Community spread was the primary source of exposure to the virus in our study population. Studies have shown that strategies to identify residents with positive symptoms have been insufficient as the infectivity of asymptomatic carriers is the same as symptomatic carriers [31]. Therefore, the need for social distancing and wearing a face mask when outside is crucial to limiting the spread of the virus. Hospitalized patients have been the main focus during the pandemic; however patients who are discharged home because they do not require admission to the hospital for treatment also deserve attention. These patients are known carriers and their behavior directly affects the spread of the virus. Therefore, strategies to track and ensure that these individuals self-isolate is critical. Contact tracing began late in NYC, after the curve was flattened. Early identification and follow-up with positive cases released back into the community is needed to avoid unnecessary spread. Social and economic disparities can have a direct influence on whether this population transmits the virus to others. Resources that permit social distancing and isolation during the recovery period should be provided to patients who do not have the means to effectively and independently accomplish self-quarantine.

There were some limitations to this retrospective study. This study was limited to a specific geographic region and a single trauma center therefore, the results may not be generalizable or applicable to other centers. It is possible that patients were missed during the inclusion/selection process, which limited the sample size. Sample size was also limited by the study time frame. Not all patients were confirmed COVID-19 positive via RT-PCR. The low availability of test kits and restrictions of testing during the onset of the outbreak prevented widespread testing. Due to the retrospective design of the study, only data recorded in the medical charts were available. Information such as number of people per household, household income, and education level were not collected for ED discharged patients. Additionally, descriptive statistics were not adjusted for potential cofounders.

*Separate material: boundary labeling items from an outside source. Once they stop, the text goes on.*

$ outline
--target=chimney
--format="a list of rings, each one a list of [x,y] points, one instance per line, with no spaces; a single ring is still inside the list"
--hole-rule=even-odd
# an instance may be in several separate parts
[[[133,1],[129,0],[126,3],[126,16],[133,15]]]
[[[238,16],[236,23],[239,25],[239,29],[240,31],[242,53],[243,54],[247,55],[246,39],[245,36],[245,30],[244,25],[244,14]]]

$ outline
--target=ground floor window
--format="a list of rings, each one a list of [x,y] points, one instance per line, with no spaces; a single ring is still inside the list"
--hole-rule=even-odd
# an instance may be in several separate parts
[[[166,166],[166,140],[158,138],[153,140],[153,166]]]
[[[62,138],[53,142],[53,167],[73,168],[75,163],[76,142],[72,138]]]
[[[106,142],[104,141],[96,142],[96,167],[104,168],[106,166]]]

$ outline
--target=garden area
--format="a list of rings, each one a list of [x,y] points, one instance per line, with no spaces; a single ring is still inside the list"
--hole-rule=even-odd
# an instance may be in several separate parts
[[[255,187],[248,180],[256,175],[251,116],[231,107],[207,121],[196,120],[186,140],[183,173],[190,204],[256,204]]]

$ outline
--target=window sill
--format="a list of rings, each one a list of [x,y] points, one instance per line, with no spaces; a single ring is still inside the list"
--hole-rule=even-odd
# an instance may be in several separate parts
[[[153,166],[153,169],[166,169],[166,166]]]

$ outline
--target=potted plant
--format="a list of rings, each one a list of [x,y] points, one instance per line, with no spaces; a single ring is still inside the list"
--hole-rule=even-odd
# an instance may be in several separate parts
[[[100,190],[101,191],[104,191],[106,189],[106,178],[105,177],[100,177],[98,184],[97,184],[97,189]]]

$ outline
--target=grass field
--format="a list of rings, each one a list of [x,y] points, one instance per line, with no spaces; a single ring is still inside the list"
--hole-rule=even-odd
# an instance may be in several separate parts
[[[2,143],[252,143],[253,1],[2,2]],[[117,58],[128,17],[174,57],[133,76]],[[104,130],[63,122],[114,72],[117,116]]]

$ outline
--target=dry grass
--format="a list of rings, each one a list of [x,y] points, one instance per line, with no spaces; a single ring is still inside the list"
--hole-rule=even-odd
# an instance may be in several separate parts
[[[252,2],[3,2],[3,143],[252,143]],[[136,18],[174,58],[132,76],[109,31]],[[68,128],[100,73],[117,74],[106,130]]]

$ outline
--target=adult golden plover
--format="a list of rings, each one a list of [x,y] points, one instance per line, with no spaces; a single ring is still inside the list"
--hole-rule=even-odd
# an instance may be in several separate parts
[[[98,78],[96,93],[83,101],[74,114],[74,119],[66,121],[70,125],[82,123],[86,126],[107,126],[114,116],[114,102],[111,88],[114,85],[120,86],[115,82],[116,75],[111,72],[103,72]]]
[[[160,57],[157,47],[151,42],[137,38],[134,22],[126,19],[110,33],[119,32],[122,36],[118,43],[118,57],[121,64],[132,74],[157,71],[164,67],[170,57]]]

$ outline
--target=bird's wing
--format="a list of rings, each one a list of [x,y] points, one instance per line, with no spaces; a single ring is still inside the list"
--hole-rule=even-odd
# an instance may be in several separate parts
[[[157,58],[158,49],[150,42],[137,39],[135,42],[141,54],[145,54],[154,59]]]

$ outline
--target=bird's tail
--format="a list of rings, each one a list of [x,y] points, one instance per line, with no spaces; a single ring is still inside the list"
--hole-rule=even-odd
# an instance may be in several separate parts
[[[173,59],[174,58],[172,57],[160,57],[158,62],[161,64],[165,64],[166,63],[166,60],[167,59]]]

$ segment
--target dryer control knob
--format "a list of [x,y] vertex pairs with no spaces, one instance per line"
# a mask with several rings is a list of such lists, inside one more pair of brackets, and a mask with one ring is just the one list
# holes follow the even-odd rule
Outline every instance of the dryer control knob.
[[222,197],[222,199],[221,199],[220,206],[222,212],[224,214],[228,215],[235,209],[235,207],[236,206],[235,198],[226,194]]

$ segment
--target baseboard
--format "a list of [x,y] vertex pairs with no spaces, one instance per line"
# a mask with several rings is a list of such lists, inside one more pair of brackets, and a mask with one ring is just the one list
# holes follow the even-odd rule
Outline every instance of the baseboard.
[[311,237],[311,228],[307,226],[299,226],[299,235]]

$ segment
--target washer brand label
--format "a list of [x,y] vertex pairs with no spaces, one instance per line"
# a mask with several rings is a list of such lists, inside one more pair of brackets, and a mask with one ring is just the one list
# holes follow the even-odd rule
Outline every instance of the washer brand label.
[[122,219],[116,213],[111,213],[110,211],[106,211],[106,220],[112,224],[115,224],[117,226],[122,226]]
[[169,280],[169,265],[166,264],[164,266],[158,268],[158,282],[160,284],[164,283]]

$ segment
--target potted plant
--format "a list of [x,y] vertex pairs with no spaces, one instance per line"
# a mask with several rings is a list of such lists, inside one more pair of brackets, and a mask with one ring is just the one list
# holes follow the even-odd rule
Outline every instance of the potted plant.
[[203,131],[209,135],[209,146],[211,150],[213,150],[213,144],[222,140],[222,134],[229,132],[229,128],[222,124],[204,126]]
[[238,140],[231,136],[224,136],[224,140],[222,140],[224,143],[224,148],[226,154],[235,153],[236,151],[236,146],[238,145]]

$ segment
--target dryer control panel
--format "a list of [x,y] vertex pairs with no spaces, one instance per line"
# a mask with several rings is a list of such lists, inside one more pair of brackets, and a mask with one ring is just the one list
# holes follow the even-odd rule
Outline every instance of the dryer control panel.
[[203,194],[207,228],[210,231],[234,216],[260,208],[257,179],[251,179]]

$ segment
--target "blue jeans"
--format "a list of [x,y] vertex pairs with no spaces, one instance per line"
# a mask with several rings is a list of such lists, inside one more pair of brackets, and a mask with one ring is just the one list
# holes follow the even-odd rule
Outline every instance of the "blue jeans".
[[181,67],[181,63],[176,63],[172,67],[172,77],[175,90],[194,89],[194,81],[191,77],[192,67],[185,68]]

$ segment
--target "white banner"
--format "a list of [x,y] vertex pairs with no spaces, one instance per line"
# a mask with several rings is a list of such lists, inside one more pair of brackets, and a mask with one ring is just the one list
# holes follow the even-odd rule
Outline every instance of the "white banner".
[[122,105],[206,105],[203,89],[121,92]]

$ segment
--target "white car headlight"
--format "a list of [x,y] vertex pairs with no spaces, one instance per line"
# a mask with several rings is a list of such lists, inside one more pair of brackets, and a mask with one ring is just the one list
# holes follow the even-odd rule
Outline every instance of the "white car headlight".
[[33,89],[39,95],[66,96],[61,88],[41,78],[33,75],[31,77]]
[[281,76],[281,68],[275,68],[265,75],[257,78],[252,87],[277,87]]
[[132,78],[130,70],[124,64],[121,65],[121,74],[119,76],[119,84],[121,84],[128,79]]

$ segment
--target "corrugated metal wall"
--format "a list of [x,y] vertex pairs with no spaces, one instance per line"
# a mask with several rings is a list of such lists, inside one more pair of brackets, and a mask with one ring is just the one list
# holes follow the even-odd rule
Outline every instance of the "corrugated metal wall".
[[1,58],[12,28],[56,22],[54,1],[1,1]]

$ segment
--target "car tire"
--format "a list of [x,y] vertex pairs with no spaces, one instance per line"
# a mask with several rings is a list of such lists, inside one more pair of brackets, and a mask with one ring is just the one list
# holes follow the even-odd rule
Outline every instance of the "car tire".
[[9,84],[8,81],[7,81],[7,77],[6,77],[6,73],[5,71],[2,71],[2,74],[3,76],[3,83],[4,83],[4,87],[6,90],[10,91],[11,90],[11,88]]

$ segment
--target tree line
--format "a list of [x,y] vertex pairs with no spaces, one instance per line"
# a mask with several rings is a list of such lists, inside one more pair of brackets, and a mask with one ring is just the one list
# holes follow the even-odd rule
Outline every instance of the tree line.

In conclusion, we presented data on ED discharged COVID-19 patients from a diverse population and demonstrated that there was some variability between male and female patients. Overall, it appeared that males were more severely ill compared to females based on clinical presentation and mortality rate. Similar to other studies, we showed pre-existing conditions and age played a role in mortality. Patients who are not admitted to the hospital and are discharged home from the ED play a crucial role in curbing the spread of COVID-19. These individuals can negatively impact the infection rate of COVID-19 if they do not either voluntarily or involuntarily adhere to self-isolation orders. Factors such as overcrowded housing, lack of food, and the necessity to continue working may prohibit individuals in poor, underserved communities from self-isolation and social distancing. Strategies to negate demographic and socioeconomic disparities should be taken into consideration at the state and federal level in the fight against COVID-19.